Statistiche della partita

Juventus
• La Juventus in campionato ha vinto le ultime 31 partite giocate in casa. Con il successo per 2-1 contro il Milan venerdì - deciso da un rigore calciato da Paulo Dybala al 97' - ha allungato la propria striscia di imbattibilità a 12 gare.

• La striscia di 10 vittorie consecutive della Vecchia Signora in tutte le competizioni è stata interrotta il 5 marzo dal primo pareggio stagionale in Serie A, un 1-1 con l’Udinese Calcio.

• Nell’andata della semifinale di Coppa Italia giocata il 28 febbraio contro l’SSC Napoli, i Bianconeri hanno rimontato lo svantaggio iniziale e vinto 3-1. Il ritorno si giocherà il 5 aprile, ovvero tre giorni dopo l’incrocio in campionato tra le due squadre a Napoli.

• Higuaín ha segnato 14 gol nelle ultime 17 partite in tutte le competizioni.

• Giorghio Chiellini ha subito un lieve infortunio alla coscia contro l’Udinese e non ha giocato contro il Milan.

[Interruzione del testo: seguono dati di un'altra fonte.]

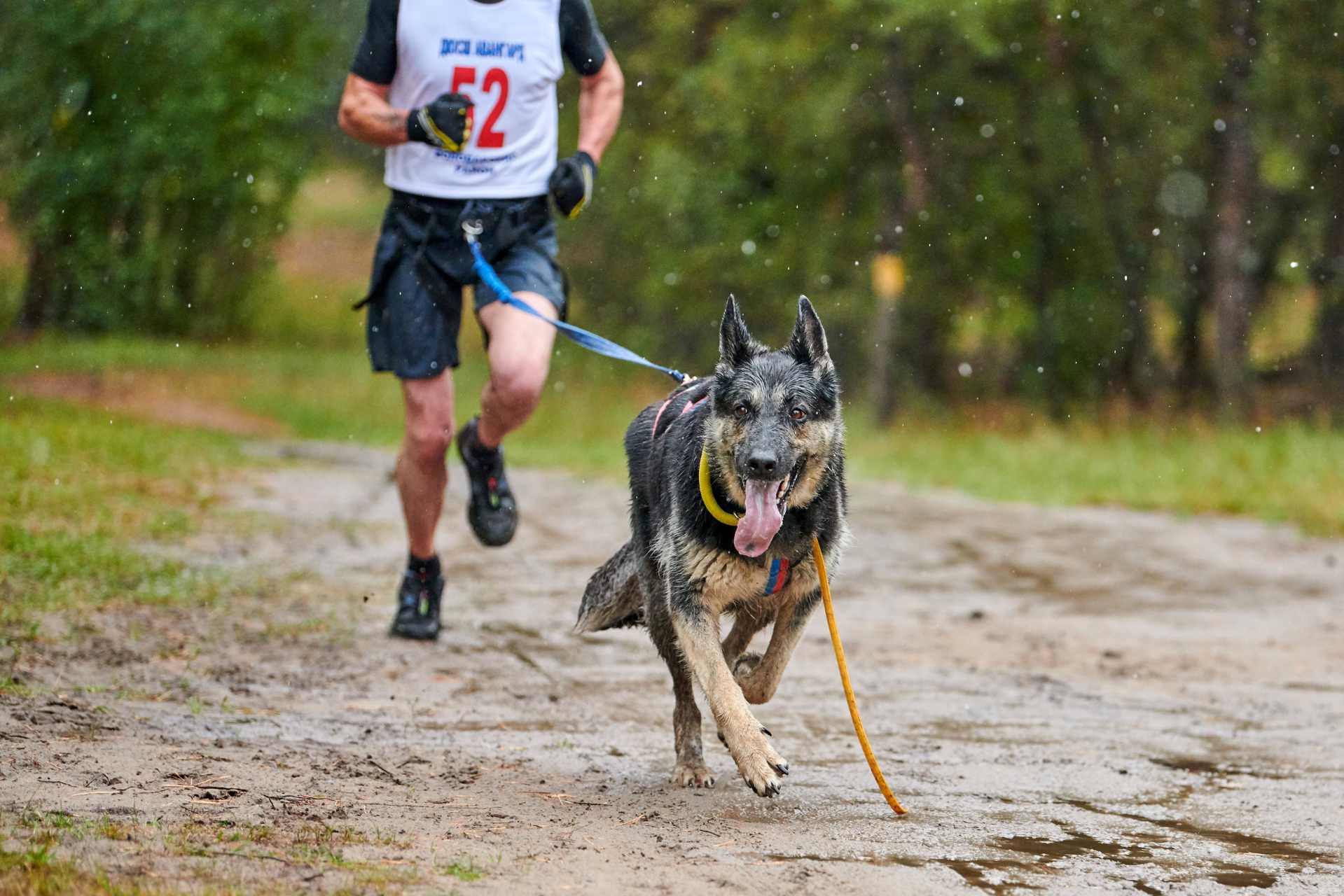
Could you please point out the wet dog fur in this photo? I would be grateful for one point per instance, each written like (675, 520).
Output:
(765, 415)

Stefano Sturaro (stomaco) non gioca dal 25 febbraio.

Porto
• Hector Herrera, Iván Marcano, Felipe e André Silva sono in diffida.

• Il Porto ha vinto le ultime nove partite in Liga, ed è imbattuto in campionato dal 28 agosto.

• I Dragoni hanno ottenuto la vittoria più larga in campionato dal gennaio 1999, battendo il CD Nacional per 7-0 il 4 marzo. Il Porto non aveva mai segnato sette gol in una partita all’Estádio do Dragão.

• Francisco Soares ha segnato in ciascuna delle sei partite in cui è sceso in campo dal suo arrivo a gennaio; per lui sono nove i gol totali.

• Herrera (corona) e Jesús Corona (caviglia) non giocano rispettivamente dal 22 e 26 febbraio.